スケルトンリフォームとはどのようなリフォームをいうのでしょうか?
「スケルトン」には、骨格という意味があります。
建築では、骨格という意味からこの「スケルトン」を構造媒体を指していいます。つまり、建物を一旦骨格(骨組)の状態に、構造躯体の状態にしてリフォームをすること。これを「スケルトンリフォーム」と呼んでいます。
木造一戸建てであれば、柱と梁の木組みの状態、マンションであれば、コンクリート躯体の状態、ここまで裸にして、新たに間取りなどをつくっていくリフォームを総称していっています。スケルトンリフォームという言葉が普及したのは、「スケルトン&インフィル」という考え方が業界で浸透しだしたこととも関係しているのではないでしょうか?1960年代のオランダのハブラーゲンという建築家が提唱したオープンビルディングという考え方にもとづいてできた言葉になります。
スケルトン(骨格)とインフィル(居住空間)を分けて考える発想が生まれたことが大きな要因かもしれません。インフィルとは充填したり、詰め替えをいいますが、ここではインフィルを住んでから変えられるものつまり、躯体以外の間取りを含む内装や設備、断熱材等を指して使うことから、居住空間まで含めて使われいます。対してのスケルトンは、変えられないものつまり、頑丈で良いスケルトン(変えられないもの)を作れば、インフィル(住んでからかえられるもの)はライフスタイルの変化に応じて変更しながら、長く暮らしていける家のことをいいます。

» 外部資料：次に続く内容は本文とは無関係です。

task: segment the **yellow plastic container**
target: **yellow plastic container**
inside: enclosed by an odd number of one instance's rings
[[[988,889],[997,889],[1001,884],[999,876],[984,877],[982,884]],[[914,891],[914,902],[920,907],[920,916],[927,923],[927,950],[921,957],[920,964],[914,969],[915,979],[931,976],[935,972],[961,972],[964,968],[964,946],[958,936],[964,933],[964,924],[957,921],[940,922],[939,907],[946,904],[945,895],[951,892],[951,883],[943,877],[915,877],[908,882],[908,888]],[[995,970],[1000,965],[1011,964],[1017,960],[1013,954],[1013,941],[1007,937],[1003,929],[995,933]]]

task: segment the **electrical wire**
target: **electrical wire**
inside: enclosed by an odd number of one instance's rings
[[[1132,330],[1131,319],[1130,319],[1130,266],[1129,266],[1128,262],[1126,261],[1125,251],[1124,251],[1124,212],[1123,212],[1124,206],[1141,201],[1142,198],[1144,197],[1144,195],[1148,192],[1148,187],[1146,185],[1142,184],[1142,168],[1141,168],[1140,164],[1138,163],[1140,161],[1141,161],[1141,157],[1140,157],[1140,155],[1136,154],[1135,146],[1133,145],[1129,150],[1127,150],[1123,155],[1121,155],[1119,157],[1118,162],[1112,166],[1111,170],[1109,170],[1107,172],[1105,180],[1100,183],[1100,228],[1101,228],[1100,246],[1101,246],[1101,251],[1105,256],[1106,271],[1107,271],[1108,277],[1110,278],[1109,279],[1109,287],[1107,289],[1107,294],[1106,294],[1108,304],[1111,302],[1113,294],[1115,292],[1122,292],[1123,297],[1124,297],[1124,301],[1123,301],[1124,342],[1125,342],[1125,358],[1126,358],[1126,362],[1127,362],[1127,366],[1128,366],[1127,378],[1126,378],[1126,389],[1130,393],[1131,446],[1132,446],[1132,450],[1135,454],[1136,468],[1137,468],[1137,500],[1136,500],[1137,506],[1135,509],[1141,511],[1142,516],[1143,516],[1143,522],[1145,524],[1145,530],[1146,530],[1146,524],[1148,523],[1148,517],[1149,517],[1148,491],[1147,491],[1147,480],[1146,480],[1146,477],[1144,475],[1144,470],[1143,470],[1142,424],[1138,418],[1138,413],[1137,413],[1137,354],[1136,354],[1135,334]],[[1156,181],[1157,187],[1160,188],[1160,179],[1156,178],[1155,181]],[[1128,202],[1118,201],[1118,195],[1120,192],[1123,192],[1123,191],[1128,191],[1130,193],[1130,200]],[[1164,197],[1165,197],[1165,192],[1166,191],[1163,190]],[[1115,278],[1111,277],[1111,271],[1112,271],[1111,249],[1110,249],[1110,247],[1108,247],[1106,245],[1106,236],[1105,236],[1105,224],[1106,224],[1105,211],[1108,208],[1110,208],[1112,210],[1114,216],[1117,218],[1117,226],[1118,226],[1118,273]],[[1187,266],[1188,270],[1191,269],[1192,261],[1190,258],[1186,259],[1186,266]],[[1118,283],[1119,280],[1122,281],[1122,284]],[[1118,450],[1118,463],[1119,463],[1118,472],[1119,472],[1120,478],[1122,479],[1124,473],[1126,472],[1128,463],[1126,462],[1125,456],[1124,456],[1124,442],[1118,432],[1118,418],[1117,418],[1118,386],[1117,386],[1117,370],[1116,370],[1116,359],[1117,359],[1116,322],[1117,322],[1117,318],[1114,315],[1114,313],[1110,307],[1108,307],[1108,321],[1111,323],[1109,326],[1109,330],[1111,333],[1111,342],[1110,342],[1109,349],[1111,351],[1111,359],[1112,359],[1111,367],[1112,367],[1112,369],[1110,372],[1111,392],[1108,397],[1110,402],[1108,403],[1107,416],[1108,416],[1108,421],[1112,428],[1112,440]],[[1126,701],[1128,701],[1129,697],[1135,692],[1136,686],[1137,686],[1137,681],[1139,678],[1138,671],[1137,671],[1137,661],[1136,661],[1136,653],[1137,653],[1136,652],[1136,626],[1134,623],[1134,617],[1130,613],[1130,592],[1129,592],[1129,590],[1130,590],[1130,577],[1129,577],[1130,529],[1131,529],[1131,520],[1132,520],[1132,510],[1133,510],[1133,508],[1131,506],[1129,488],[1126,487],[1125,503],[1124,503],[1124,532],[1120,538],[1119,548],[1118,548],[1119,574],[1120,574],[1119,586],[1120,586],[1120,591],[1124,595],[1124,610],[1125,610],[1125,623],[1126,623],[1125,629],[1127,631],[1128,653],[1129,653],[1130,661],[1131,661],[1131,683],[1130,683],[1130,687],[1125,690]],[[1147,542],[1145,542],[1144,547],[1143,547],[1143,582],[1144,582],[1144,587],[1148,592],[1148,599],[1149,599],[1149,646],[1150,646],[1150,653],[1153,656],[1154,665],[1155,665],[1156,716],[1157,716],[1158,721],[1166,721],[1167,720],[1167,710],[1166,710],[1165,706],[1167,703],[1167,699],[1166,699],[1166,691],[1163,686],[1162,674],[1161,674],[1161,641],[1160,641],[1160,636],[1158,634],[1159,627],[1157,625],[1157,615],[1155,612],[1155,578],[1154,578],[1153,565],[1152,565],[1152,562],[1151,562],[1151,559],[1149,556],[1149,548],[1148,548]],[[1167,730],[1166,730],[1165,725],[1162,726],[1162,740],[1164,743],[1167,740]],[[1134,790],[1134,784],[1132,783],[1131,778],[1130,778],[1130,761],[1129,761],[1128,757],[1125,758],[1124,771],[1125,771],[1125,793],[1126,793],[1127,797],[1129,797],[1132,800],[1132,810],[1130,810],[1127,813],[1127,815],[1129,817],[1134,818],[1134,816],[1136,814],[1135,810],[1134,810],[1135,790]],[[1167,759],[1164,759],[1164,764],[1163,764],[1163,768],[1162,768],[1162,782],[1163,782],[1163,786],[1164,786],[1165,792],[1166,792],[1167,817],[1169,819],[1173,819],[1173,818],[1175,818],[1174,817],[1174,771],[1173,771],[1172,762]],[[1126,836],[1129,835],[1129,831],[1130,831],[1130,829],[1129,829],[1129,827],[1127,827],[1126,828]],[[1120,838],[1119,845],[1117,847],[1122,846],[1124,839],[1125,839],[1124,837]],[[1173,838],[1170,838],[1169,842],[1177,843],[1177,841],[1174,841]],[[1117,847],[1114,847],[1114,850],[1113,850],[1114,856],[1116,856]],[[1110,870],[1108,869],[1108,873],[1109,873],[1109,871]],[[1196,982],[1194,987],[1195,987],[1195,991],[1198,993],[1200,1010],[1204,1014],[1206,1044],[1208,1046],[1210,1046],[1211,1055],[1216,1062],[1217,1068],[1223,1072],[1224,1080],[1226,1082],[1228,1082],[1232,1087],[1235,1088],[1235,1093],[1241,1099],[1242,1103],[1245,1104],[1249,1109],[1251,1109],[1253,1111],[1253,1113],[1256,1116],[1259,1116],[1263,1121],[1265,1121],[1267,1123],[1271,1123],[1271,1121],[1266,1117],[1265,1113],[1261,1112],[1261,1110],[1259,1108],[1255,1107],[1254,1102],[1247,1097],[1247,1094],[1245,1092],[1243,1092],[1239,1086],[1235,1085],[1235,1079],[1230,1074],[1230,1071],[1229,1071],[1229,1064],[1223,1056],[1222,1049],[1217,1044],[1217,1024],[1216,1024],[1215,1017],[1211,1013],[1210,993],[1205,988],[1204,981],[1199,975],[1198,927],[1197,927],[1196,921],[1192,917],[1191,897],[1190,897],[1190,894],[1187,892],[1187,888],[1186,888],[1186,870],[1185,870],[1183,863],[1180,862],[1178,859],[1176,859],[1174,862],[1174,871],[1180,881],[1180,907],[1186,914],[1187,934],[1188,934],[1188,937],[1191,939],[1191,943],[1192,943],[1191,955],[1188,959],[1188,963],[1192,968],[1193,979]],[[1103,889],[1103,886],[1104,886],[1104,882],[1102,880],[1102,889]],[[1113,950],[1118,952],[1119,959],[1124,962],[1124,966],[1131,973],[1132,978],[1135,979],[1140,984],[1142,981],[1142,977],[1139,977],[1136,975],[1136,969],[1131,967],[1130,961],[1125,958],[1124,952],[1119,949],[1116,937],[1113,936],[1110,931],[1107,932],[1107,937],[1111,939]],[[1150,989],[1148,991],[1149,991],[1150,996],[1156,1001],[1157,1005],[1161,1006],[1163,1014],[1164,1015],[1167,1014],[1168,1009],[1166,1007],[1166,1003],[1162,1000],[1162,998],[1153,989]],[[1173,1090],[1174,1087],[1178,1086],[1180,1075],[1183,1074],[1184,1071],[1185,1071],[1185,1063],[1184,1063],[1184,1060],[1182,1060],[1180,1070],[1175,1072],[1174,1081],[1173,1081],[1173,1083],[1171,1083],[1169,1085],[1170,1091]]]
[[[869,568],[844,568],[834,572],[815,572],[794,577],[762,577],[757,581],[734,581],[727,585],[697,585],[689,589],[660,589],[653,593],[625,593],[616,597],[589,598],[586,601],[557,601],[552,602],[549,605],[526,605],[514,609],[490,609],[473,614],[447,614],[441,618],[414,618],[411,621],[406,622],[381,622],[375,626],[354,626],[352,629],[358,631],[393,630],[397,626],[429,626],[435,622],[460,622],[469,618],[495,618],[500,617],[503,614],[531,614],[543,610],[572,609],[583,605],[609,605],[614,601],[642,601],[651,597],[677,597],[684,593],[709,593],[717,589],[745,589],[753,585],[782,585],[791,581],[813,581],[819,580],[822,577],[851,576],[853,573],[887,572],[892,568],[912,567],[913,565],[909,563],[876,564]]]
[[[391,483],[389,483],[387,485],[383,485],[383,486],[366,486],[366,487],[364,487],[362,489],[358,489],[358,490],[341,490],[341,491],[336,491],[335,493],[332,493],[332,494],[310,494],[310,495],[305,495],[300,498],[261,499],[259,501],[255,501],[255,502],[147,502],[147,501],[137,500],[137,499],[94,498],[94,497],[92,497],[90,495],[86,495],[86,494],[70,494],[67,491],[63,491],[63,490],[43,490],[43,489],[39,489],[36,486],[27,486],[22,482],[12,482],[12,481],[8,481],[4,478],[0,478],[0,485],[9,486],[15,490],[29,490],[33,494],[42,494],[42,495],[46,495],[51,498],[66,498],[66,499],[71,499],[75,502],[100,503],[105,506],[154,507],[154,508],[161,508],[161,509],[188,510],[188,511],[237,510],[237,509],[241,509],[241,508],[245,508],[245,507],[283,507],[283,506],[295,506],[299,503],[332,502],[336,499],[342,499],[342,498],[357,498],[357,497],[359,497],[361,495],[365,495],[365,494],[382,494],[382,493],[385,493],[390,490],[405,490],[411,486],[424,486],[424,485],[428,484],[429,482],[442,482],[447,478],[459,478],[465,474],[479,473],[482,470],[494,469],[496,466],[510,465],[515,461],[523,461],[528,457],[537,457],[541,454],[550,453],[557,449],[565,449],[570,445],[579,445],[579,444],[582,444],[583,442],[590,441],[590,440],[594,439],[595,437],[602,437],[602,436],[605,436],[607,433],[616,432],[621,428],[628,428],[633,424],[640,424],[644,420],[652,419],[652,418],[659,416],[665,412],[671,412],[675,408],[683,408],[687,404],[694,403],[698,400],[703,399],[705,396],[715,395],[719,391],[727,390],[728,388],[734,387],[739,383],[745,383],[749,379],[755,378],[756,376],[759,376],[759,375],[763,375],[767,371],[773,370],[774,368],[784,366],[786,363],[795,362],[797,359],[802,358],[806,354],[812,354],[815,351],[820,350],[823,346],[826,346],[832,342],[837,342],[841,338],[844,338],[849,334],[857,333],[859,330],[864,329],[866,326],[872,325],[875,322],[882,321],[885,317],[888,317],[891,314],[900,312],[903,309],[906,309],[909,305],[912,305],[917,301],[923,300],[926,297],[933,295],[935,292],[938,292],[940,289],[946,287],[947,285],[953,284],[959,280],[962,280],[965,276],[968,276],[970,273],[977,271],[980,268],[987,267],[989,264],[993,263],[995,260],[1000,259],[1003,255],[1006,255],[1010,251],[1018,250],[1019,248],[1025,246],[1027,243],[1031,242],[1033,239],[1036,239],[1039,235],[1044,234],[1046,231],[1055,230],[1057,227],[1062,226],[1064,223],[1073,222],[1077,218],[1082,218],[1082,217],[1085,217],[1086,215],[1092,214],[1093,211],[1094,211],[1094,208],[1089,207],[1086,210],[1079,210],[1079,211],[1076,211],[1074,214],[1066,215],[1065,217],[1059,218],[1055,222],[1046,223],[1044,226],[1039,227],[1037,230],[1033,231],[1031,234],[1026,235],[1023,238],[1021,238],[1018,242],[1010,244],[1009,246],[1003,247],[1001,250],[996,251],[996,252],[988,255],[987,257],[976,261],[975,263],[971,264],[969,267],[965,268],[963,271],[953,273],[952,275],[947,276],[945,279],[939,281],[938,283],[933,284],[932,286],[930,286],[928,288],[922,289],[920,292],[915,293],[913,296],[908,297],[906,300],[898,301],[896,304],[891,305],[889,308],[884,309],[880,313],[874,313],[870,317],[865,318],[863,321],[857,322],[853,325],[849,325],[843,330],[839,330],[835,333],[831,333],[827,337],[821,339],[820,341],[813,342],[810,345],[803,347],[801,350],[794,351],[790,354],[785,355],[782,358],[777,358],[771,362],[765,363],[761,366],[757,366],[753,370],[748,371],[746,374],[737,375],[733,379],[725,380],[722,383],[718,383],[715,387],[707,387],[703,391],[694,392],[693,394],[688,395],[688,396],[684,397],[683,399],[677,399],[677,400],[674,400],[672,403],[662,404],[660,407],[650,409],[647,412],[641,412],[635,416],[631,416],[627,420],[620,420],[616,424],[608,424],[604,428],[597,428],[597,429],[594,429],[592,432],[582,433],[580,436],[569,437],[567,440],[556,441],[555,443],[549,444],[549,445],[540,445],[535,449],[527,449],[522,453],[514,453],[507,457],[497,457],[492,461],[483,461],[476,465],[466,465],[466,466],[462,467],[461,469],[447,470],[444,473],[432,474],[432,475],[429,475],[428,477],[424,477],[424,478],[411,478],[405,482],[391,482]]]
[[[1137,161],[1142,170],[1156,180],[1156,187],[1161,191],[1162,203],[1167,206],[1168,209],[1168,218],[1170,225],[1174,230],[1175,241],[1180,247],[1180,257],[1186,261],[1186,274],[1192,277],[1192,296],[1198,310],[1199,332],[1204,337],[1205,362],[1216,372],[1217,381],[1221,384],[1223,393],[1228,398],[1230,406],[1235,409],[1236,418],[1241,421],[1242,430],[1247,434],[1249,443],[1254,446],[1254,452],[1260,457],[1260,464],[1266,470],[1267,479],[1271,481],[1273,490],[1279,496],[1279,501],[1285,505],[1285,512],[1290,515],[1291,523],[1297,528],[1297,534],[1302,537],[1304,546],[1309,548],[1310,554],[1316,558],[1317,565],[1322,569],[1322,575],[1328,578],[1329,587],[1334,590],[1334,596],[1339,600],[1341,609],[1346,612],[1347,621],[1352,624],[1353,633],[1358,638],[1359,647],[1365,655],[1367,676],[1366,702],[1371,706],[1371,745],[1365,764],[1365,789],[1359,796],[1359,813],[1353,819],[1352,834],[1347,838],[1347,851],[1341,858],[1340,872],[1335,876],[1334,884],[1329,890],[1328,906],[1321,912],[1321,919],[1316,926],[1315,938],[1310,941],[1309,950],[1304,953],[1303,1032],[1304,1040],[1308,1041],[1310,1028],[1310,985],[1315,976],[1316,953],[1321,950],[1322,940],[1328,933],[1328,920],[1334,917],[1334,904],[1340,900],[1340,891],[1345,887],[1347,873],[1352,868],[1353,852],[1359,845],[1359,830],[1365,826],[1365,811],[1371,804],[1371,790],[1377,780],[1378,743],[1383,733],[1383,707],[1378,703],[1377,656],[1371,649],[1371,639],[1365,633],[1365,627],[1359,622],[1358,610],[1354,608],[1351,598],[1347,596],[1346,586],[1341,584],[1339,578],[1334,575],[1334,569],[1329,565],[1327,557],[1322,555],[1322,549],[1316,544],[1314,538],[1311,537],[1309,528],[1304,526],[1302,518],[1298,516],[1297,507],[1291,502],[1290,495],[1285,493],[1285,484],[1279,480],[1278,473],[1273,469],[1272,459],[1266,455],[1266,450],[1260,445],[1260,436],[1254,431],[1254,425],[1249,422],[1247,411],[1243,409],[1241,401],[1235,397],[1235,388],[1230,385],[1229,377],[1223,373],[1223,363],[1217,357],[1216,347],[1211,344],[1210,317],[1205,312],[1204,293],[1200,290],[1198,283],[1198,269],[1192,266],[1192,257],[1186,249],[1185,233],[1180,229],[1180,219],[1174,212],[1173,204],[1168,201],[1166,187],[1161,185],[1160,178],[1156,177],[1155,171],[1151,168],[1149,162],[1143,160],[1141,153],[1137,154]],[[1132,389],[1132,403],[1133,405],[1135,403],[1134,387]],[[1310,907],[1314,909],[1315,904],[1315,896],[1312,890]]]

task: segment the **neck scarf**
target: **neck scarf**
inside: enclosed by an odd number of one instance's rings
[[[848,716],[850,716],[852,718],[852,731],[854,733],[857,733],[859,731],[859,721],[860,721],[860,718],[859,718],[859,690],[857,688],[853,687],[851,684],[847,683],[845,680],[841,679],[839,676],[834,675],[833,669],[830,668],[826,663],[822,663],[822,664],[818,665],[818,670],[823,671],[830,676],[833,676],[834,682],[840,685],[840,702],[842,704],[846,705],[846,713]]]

スケルトンリフォームは、この躯体を生かし、今後長期的に安心して暮らしていけるようスケルトンを補強をして、現在のライフスタイルに合った間取りや設備へ自由に変更できるリフォームであると言えるでしょう。
基本的に、どの構造であってもスケルトン(躯体)の状態までの解体が可能です。下記は弊社の過去のスケルトンリフォームでの解体後の構造別の写真です。
北区N様 木造スケルトンリフォーム
杉並区 T様邸
鉄骨造スケルトンリフォーム
新宿区K様邸 鉄筋コンクリート造
スケルトンリフォーム
市川市S様邸 混構造
スケルトンリフォーム
間取りを自由に変更できるスケルトンリフォームですが、建物によってはスケルトンリフォームできないものもあります。
木造ではスケルトンリフォームの代表格として在来工法(木造軸組構法)が挙げられますが、木造枠組壁工法と呼ばれる「2×4工法」で建てられた建物はスケルトンリフォームには不向きといえます。我が国では木造住宅では在来工法が約70%の普及率を誇りますが、残りの約30%がこの2×4住宅となります。在来工法(木造軸組構法)が柱と梁で構造体を組み筋交いや耐力壁で補強する工法に対して、「2×4(ツーバイフォー)工法(木造枠組壁工法)」は、床と壁と屋根の面で構造をくみ上げる壁式構造となりますので、部屋自体も6面体の“箱”を組み合わせてくみ上げるという考え方になります。柱や梁を組み合わせた骨組みを造って建物を支えるのか、床・壁・屋根で造られた6面で建物を支えるかです。このような面でくみ上げる工法の特性から、スケルトンリフォームで間取りを変更する点では構造上難しい点が挙げられます。つまり、生活スタイルが変わり、「二世帯にしたい」「壁を壊してリビングを広くしたい」、ましてや階段の位置を変更したい、窓の位置を変えたいといったことが難しい建物となります。
建物を骨格(構造体)の状態にして、新たに再生するリフォームするのが、スケルトンリフォームです。では、「スケルトンリフォームは、リノベーションということでしょうか?」その違いを次でお話します。
スケルトンリフォームと混同して使われる言葉に「リノベーション」という言葉も、最近では一般的に使用されるようになりました。「リノベーション」の意味はもともと「刷新」という意味です。現在の状態に新たな機能や新たな価値を付加する工事という意味合いで使われます。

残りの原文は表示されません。